LineageOS Says Google’s New Sideloading Verification Rules Won’t Touch Its Users
LineageOS is telling its users not to worry about Google’s incoming Android Developer Verification system.
In a new blog post, the popular custom ROM project explains that the rule only applies to certified devices shipping with Google Mobile Services.
Since LineageOS neither includes Google Mobile Services nor goes through Google’s certification process, the new checks simply do not apply.
What Google’s Rule Actually Requires
Starting September 30, 2026, Google will require apps installed on Android phones in Brazil, Indonesia, Singapore, and Thailand to come from registered, identity-verified developers, whether through the Play Store, third-party stores, or direct APK sideloads.
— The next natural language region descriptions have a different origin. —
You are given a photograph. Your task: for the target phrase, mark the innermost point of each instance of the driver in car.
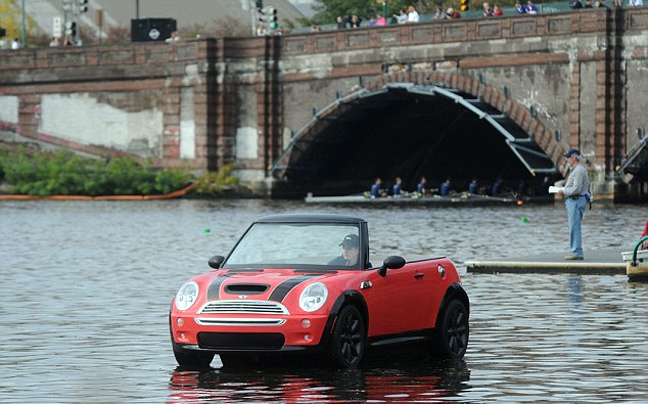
(350, 251)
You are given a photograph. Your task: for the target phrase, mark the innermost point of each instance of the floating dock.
(603, 262)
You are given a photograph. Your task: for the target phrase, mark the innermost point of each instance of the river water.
(87, 287)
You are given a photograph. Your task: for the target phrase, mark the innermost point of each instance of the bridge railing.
(466, 30)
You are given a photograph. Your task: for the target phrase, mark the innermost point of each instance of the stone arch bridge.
(328, 112)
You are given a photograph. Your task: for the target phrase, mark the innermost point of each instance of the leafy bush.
(64, 173)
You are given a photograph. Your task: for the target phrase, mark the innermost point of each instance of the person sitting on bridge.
(488, 10)
(519, 8)
(531, 8)
(376, 191)
(401, 18)
(498, 186)
(420, 188)
(473, 188)
(350, 252)
(397, 189)
(445, 187)
(412, 15)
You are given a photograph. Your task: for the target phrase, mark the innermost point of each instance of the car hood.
(262, 284)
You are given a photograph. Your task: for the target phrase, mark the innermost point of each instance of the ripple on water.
(88, 287)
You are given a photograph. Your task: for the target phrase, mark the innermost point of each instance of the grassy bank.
(37, 173)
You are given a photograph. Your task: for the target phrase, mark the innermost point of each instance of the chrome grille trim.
(243, 307)
(240, 321)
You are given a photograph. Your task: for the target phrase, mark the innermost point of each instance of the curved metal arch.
(521, 144)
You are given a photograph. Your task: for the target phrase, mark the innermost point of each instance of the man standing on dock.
(576, 193)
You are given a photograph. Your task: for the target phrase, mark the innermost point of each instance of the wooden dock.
(608, 262)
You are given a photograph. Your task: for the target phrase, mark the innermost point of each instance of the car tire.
(452, 331)
(349, 338)
(191, 358)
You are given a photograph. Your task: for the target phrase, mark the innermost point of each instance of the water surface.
(87, 288)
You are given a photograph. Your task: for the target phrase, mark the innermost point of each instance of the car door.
(401, 301)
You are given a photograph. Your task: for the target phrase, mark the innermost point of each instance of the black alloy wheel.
(453, 331)
(349, 338)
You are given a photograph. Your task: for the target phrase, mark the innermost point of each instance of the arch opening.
(410, 131)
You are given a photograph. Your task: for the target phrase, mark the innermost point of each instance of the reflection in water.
(88, 288)
(406, 382)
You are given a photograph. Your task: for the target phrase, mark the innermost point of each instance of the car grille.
(243, 307)
(239, 321)
(241, 341)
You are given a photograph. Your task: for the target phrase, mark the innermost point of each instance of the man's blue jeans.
(575, 211)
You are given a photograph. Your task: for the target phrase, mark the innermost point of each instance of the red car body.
(261, 308)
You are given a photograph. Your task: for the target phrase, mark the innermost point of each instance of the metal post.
(24, 25)
(253, 15)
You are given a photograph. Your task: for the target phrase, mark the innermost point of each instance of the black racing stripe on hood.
(284, 287)
(213, 292)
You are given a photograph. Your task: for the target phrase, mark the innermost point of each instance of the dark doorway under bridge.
(409, 131)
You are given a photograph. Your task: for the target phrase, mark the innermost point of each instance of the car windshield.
(293, 245)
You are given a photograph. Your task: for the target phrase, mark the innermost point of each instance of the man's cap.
(572, 152)
(351, 240)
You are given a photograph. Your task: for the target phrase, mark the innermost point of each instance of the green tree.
(11, 19)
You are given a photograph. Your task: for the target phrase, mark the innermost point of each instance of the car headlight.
(187, 295)
(313, 297)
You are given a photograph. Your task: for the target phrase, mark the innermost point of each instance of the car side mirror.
(216, 261)
(391, 262)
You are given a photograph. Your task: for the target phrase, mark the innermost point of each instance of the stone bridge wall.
(574, 79)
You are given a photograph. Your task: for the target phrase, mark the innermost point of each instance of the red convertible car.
(305, 283)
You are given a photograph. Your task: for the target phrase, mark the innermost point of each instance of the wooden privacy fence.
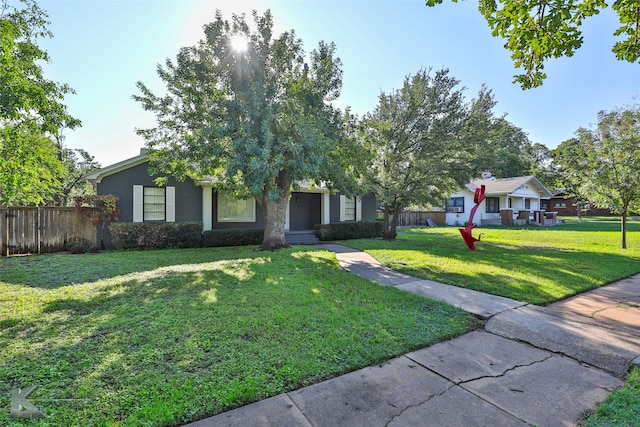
(26, 230)
(413, 218)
Google says the policy will expand globally by 2027. Apps from unverified developers won’t be blocked outright, but installing one will require Google’s advanced sideloading flow or Android Debug Bridge, plus a mandatory 24-hour waiting period.
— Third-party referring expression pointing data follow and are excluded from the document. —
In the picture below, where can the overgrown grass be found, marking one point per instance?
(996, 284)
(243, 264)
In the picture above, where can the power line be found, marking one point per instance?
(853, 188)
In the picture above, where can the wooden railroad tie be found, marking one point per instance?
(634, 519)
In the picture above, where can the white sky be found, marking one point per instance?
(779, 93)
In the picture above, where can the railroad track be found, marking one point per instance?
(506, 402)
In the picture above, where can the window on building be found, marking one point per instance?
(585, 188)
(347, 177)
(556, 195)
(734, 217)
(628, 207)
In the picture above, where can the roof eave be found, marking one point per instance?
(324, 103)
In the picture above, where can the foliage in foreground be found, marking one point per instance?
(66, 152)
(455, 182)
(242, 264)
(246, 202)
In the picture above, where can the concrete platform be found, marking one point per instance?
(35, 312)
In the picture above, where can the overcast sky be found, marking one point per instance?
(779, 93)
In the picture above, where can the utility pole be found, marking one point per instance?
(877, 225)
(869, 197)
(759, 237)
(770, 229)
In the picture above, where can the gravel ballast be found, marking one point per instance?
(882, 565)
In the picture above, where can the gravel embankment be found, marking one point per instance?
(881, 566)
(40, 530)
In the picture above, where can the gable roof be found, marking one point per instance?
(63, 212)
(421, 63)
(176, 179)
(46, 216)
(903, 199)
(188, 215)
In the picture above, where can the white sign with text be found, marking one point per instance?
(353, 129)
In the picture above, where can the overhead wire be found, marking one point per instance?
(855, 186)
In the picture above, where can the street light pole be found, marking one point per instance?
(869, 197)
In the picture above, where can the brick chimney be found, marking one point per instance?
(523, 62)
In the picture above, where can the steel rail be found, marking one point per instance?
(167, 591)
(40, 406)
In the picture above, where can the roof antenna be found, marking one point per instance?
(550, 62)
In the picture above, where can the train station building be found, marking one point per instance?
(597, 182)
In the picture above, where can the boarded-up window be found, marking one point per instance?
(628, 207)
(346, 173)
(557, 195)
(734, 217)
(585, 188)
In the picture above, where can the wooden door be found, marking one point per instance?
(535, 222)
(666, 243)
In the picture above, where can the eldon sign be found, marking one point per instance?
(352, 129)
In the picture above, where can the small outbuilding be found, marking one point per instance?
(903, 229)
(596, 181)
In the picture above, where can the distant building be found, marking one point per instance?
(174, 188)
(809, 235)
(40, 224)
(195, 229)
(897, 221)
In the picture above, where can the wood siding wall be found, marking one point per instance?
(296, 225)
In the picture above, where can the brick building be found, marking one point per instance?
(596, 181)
Google frames the move around fraud prevention, pointing to internal data claiming sideloaded apps carry more than 50 times the malware and security risk of Play Store downloads, a broader push that continues with Android 17’s focus on stronger security.
Where LineageOS Draws the Line
LineageOS confirmed that even users who manually install a GApps package will not trigger the verification system. The project says it is unaware of any such package planning to enable the feature, as doing so would only make sideloading more restrictive for its users.
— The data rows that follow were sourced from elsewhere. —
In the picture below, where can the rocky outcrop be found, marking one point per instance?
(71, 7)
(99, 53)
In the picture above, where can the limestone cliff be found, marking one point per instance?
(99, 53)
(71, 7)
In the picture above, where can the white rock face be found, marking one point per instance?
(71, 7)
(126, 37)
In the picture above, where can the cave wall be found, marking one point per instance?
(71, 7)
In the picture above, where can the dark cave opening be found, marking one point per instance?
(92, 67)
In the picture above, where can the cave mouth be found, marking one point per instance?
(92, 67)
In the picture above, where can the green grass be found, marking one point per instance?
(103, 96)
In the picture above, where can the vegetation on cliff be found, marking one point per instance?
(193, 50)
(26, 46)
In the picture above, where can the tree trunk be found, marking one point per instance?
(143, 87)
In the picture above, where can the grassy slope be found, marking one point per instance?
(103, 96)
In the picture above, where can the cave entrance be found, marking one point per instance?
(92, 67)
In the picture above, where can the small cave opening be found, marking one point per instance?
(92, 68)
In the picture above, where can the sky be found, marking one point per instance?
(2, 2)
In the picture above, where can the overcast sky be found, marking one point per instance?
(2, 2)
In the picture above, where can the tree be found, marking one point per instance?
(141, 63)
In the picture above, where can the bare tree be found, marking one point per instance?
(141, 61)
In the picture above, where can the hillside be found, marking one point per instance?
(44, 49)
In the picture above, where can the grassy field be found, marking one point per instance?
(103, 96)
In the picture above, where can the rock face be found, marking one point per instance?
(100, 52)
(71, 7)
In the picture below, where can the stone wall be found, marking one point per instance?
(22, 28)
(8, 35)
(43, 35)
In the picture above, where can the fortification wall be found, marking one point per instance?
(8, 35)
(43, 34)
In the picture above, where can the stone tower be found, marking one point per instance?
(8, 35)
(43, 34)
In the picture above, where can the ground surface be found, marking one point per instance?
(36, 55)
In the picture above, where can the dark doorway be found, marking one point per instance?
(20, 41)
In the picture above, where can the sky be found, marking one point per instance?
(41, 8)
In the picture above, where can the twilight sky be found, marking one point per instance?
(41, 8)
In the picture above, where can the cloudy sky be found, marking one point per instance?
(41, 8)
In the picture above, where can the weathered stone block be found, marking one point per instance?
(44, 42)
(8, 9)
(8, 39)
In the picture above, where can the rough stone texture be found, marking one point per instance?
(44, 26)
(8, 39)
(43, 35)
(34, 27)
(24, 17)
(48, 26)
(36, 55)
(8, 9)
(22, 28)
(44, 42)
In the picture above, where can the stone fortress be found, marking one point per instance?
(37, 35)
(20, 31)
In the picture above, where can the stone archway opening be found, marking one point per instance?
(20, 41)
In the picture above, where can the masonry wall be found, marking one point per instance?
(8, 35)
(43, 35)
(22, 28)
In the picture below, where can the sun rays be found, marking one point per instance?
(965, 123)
The team did note one exception. If Google eventually integrates the verification feature into Play Services, LineageOS says it will disable it, as it already does with certain Play Services-based mechanisms.
LineageOS also said it will not create workarounds to bypass Google’s developer verification checks, warning that doing so could encourage Google to impose broader restrictions on custom ROMs.
Part of a Wider Pushback
LineageOS isn’t alone in opposing the policy. Alternative app store F-Droid has called the verification requirement an existential threat to independent app distribution.
The Electronic Frontier Foundation warns it could disproportionately burden developers of VPN apps, journalists, and pseudonymous researchers who cannot safely link government identification to their work.
LineageOS has officially signed the Keep Android Open petition, joining other open-source groups urging regulators in the US and EU to review the policy before it takes effect.
For most LineageOS users, nothing changes for now. However, the dispute shows the growing divide between Google’s Google Mobile Services ecosystem and the open source Android communities outside it.